A psychologist who leads our support group always says that although the illness is an unrelenting decline, there is also a miracle happening, which is the human and spiritual growth of the caregiver. I believe it, although the growing pains are hell.
The tiniest example of my growth was when I learned to set aside my every earnest instinct and answer Dad's concrete requests with an emotional gift totally lacking in practical impetus. When he said "I want to move back to Michigan," I said "That's a GREAT idea!!...linger in the feeling of total agreement, pause, smile with the joy of discovering a great idea .... slow down... get lost in reminisicing... "You know, my favorite thing about your house is the.... etc..." The first time I flat out agreed with a request of his which I had no intention of operationalizing violated all my to-do-list tendencies and felt crazy. But it also gave me and Dad a rosy moment of union and liberated me from turning every conversation into an action plan.

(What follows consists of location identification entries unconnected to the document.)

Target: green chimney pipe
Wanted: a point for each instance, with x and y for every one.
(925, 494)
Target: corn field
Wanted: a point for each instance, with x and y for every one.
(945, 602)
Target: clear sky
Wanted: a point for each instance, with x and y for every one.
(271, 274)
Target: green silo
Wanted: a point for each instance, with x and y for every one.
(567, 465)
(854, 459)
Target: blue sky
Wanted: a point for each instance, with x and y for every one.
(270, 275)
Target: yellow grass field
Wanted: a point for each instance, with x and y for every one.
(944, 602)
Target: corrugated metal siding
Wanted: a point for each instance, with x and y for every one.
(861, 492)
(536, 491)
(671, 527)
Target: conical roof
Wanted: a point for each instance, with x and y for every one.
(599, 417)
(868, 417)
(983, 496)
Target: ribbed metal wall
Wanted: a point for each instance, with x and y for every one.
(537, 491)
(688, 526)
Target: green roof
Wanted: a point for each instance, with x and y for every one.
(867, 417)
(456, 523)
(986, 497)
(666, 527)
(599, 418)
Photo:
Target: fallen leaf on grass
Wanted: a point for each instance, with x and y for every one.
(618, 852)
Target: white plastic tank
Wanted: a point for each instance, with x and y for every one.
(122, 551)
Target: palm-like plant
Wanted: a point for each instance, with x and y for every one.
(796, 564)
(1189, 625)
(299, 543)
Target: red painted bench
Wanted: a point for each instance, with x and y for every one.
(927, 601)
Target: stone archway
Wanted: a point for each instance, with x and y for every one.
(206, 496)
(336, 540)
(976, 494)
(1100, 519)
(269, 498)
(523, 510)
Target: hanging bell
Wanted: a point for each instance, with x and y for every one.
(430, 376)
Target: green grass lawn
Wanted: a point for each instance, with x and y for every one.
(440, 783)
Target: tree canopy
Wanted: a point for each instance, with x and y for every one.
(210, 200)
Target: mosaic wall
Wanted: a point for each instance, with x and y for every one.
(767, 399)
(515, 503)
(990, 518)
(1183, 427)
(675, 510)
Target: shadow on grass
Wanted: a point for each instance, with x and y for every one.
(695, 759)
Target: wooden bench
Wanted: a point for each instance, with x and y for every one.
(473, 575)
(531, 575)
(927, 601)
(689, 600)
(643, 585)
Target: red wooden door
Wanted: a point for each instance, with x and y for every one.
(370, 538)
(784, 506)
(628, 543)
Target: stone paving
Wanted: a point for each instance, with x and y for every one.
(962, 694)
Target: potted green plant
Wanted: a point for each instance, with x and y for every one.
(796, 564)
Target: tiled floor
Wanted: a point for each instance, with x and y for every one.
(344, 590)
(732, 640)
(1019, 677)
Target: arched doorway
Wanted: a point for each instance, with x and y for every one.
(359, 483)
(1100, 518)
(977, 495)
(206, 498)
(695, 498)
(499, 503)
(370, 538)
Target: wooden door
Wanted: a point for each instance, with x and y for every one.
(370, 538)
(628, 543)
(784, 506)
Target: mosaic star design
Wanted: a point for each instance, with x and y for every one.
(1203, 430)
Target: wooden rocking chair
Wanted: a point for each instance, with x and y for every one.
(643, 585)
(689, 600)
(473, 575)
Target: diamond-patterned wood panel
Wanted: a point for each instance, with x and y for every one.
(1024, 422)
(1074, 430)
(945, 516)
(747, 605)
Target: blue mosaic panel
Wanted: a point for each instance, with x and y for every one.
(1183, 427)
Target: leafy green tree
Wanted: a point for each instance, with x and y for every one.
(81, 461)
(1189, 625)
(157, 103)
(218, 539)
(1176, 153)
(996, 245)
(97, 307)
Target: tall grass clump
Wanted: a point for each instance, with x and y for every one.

I know it doesn't always work, some of our LO's still line up the steps needed to get something done and want real action. But I've learned to really enjoy these new chances at being a sweetly ineffective flake, it's like taking a vacation from my personality.
Funny, when I first learned how to do that, I was dating a nice (very logical!) man who was wildly afraid that I would use my newfound powers to paralyze him in the middle of a couples argument!